Professor Saul Morson

April 25, 2016

Congratulations to Saul Morson, Lawrence B. Dumas Professor of Arts and Humanities, Professor of Slavic Languages and Literatures, for receiving the 2015-2016 Faculty Honor Roll Award from Associated Student Government.  Morson was also featured in College Magazine's "Top Ten Professors at Northwestern" on March 29, 2016.

Professor Morson and Northwestern University President and Economics Professor Morton Schapiro are co-editors of The Fabulous Future? America and the World in 2040 (Northwestern University Press; May 29, 2015).  Morson and Schapiro co-teach Humanities 260/Slavic 396 in winter quarter, which explores the process of decision making.

The book was inspired by Fortune magazine’s 1955 publication of The Fabulous Future: America in 1980, in which influential Americans at the time made predictions about science, technology, health and the economy 25 years in the future—many of which missed the mark.  In their introduction, Morson and Schapiro discuss their interest in asking important questions and opening a dialogue on many key issues facing America and the rest of the world.  They invited specialists from diverse fields to share their expectations for the future on topics including economics, politics, religion, health, human rights, science, technology and the environment, as well as education and communication. 

Morson and Schapiro have appeared on several TV and radio programs discussing their book, including Book TV, a C-SPAN Book Discussion (6/8/15), Chicago Tonight (6/30/15), and WGN Radio (7/6/15)

March

Professor Martina Kerlova

March 28, 2016

Martina Kerlovva won a 2016 Arthur Vining Davis Digital Humanities Summer Faculty Workshop stipend for her course, Prague: City of Cultures, City of Conflict, co-listed in the Department of Slavic Languages and Literatures and the Department of German.

Martina is developing an interactive platform reflecting the historical, geographical and geopolitical background to the central themes discussed in the course. Her course aims to understand the development of Prague over the past two centuries from a multicultural, democratic city to a homogeneous, communist one, and ultimately to its present open and capitalist incarnation.

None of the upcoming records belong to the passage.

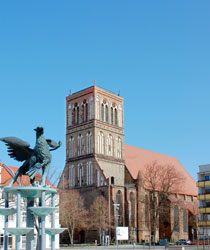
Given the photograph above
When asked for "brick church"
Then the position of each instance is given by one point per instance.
(99, 163)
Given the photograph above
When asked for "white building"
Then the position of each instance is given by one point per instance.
(5, 179)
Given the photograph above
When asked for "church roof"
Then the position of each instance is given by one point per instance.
(136, 159)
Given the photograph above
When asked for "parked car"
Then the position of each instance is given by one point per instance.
(163, 242)
(183, 242)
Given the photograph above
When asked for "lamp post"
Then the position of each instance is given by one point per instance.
(117, 207)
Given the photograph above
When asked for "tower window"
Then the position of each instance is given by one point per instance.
(115, 117)
(112, 120)
(106, 113)
(112, 180)
(102, 112)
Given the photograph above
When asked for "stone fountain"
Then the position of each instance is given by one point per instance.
(31, 194)
(34, 160)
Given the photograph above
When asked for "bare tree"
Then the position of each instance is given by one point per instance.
(99, 215)
(160, 181)
(73, 213)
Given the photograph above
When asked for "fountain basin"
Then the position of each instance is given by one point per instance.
(54, 231)
(19, 231)
(30, 192)
(43, 211)
(7, 211)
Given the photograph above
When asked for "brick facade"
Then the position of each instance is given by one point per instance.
(95, 161)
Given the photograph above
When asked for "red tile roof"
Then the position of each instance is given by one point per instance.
(6, 178)
(137, 158)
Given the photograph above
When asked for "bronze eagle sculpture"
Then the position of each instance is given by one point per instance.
(34, 159)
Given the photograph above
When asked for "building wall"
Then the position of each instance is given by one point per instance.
(105, 151)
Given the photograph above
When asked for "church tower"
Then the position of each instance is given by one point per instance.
(94, 139)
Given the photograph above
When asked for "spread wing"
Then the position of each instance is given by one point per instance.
(53, 144)
(17, 148)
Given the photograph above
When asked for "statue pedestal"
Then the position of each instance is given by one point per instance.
(31, 193)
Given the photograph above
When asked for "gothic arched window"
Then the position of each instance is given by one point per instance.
(185, 221)
(89, 173)
(115, 117)
(119, 210)
(100, 143)
(89, 143)
(71, 147)
(80, 142)
(80, 174)
(106, 113)
(132, 209)
(86, 112)
(109, 145)
(118, 148)
(176, 218)
(112, 118)
(77, 120)
(69, 115)
(146, 209)
(71, 176)
(73, 116)
(102, 112)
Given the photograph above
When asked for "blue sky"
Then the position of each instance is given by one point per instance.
(156, 53)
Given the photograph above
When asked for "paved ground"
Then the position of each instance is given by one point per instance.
(137, 247)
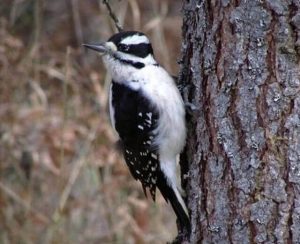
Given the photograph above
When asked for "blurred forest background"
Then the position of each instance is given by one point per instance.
(61, 179)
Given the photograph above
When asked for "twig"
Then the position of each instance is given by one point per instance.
(113, 16)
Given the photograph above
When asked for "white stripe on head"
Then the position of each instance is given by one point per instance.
(135, 39)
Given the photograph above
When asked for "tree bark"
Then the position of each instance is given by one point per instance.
(241, 73)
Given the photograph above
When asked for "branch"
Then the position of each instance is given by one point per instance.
(113, 16)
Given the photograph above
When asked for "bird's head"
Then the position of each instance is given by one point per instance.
(127, 49)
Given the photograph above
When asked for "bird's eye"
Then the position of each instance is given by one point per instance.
(123, 47)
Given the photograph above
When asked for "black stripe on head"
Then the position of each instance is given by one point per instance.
(117, 38)
(141, 50)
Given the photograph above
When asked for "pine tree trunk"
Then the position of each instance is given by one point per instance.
(240, 66)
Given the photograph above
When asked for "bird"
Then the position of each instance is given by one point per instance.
(148, 114)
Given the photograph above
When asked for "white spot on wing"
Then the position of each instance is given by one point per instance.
(149, 115)
(153, 155)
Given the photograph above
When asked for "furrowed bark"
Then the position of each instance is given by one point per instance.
(241, 71)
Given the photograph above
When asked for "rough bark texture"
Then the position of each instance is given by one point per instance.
(240, 65)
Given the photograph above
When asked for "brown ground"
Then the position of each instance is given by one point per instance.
(61, 179)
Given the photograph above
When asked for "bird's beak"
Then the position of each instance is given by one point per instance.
(101, 47)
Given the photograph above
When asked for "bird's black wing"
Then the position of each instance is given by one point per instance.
(135, 121)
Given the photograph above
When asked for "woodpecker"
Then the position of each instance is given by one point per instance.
(147, 111)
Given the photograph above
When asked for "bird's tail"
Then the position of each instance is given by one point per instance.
(172, 195)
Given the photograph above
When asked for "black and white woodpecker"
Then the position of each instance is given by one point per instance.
(147, 111)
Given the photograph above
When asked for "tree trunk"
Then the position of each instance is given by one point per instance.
(240, 67)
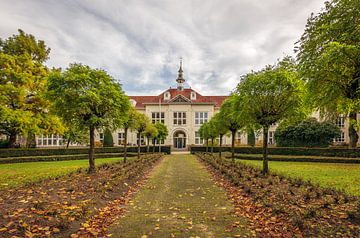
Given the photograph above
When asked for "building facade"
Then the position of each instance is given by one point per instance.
(183, 111)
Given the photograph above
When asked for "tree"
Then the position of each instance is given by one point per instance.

The students in the course will research the changes that transformed Prague and make them visually more present in the classroom to enhance a multi-dimensional understanding of the discussed material.

Blair Dunbar and Weronika Wasilewski Win Fulbrights!

March 2, 2016

Slavic Major Blair Dunbar received the 2015-2016 Fulbright U.S. Student Award to Russia!  The prestigious Fulbright program is a flagship international educational exchange program.  Blair is representing the United States as a cultural ambassador while she is overseas, helping to enhance mutual understanding between Americans and Russians.  Blair also had an article published in the 2015-2016 Northwestern Undergraduate Research Journal (Vol 11), titled Why Tolstoy was Wrong: Peasant Rebellion in Post Emancipation Russia.  Weronika Wasilewski also won a Fulbright in 2016, to teach in Poland at the Philological School of Higher Education in Wroclaw, in the Faculty of Modern Languages.  Congratulations, Blair and Weronika!!!

January

Professor Clare Cavanagh

January 11, 2016

On December 17, 2015, Cavanagh presented at the 92nd Street Y in New York with renowned American poet Charles Simic on the works of Wislawa Szymborska (1923-2012), one of Poland's most-read and best-loved poets.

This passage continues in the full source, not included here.